せっけんを配布する「草加市くらしの会」のメンバー=23日、草加市中央
 平均年齢75歳。高齢化に勝てず-。埼玉県草加市の市民団体「草加市くらしの会」が9月3日に解散する。会は昭和60年ごろから河川の汚染防止を目的に、家庭で出た廃油を使った洗濯用せっけんづくりを始めた。平成3年から現在まで年末の大掃除の時期に無料配布し、市民に好評だった。
 ◆活動50年
 会は昭和42年に設立され、昨年末に活動50年を迎えていた。市から感謝状、県からは消費生活功労者賞をそれぞれ受けるなど、長年の功績が認められた団体だった。せっけんの配布のほか、古着回収も実施していた。
 解散の引き金は、会長を務めていた白水政子さんが今年4月、82歳で急死したことだ。4人の副会長は全員、後任の会長就任を固辞し、存続が困難になったことから解散の道を選んだ。
 23日、草加市中央の市役所でせっけんの無料配布を実施。事前に情報を聞きつけた市民らが続々と来庁し、用意した100個は1時間ほどでなくなってしまうほど盛況だった。せっけんを受け取った市在住の鳥之海清一さん(80)は「これまで孫の運動靴を洗ったりするのに重宝した。長年愛用していたが、最後と聞いてさびしいね」と漏らす。
 ◆「60代で若い」
 会の「せっけん製作部」に所属する中井邦子さん(79)は「白水会長は生前、『あと4年はやりたい』と話していた。続けられないのは残念だが、仕方がない」とこぼす。会員の平均年齢は75歳。登録されている会員数は50人だが、実質的に活動しているのは20人弱という。中井さんは「今は女性も仕事に子育てに忙しいから、なかなかこういう組織に入りたがらない。何せ『60代で若い』といわれてしまう組織だから」と話す。
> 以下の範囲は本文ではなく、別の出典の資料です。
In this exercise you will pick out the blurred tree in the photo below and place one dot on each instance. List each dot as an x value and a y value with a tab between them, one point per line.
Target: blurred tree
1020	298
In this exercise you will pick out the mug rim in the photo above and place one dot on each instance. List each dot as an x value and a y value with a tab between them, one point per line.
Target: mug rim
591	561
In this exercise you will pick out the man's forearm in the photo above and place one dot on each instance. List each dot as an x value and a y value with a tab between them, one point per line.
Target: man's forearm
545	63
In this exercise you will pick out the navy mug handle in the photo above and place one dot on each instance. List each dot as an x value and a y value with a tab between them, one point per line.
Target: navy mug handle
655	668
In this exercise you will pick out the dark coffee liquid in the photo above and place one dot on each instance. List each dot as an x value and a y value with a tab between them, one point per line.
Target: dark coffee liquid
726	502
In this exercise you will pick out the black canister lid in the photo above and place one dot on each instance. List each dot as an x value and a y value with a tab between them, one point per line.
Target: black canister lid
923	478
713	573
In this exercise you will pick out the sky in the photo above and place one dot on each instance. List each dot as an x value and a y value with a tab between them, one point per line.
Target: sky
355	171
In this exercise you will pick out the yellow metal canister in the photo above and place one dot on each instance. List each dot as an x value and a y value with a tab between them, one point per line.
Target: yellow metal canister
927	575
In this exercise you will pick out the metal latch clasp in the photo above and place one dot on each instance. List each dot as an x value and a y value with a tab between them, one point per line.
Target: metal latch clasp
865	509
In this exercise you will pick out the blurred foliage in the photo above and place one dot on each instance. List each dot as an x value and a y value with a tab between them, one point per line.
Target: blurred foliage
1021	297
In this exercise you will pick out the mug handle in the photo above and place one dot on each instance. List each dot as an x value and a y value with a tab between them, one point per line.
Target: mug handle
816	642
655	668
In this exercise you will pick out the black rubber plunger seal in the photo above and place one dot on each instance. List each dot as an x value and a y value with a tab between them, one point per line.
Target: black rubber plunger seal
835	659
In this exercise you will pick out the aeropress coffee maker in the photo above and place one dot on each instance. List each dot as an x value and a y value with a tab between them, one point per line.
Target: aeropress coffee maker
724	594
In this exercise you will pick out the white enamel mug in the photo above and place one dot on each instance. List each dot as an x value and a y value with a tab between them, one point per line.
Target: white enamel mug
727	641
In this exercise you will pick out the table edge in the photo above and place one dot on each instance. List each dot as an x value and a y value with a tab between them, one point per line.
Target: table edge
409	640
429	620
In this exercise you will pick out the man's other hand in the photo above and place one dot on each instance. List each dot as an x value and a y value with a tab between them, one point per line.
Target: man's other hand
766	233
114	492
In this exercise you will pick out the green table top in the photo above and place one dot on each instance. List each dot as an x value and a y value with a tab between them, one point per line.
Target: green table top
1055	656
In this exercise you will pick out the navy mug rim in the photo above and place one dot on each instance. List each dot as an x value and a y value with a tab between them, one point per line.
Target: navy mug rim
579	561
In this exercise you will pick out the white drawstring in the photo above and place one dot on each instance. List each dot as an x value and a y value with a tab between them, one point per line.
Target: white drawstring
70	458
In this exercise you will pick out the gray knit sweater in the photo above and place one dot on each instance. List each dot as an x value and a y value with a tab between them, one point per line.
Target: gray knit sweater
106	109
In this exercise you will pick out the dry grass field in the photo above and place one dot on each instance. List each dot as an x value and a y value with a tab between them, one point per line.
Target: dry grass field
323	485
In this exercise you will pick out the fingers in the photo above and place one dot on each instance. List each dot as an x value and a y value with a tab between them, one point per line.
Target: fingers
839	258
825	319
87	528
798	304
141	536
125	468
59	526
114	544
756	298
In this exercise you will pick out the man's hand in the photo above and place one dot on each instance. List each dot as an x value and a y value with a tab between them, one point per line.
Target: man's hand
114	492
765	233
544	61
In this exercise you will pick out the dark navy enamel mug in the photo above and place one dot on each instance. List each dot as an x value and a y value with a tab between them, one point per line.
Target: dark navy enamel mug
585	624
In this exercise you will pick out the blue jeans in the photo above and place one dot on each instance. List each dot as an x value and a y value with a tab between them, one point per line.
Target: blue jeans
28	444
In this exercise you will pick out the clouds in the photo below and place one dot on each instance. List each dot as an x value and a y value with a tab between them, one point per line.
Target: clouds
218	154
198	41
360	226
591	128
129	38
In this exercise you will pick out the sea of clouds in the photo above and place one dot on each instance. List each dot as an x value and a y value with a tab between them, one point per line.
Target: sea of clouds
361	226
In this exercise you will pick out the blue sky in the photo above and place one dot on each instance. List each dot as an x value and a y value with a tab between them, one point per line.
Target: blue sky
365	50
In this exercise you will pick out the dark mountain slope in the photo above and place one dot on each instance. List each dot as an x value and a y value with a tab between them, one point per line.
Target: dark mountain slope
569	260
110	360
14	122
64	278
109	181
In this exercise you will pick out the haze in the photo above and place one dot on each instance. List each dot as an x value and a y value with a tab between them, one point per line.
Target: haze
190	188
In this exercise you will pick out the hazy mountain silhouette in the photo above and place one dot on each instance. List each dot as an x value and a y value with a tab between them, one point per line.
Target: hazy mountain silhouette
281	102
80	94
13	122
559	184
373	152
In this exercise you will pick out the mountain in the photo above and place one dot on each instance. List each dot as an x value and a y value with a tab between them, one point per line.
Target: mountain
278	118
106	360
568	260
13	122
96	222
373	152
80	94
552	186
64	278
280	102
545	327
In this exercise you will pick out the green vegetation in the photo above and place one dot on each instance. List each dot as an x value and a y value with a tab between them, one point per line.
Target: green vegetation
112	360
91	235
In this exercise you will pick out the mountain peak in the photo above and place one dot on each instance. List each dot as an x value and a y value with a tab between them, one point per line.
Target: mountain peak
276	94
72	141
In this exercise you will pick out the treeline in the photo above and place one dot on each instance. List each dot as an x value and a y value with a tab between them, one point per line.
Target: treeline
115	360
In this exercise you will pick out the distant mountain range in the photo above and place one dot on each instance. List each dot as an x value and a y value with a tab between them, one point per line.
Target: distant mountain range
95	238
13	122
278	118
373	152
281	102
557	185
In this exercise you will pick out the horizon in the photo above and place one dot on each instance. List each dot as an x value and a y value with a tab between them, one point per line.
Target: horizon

 せっけんづくりに使っていた攪拌(かくはん)機などは市から借りていたもので、解散に伴い返却するが、「できれば市でせっけんづくりを引き継いでもらえたら…」(中井さん)と期待を込める。
 会は28日、草加市旭町の市勤労福祉会館で最後となるせっけん配布を実施し、9月3日の解散式で約50年にわたる地道な活動に幕を閉じる。(大楽和範)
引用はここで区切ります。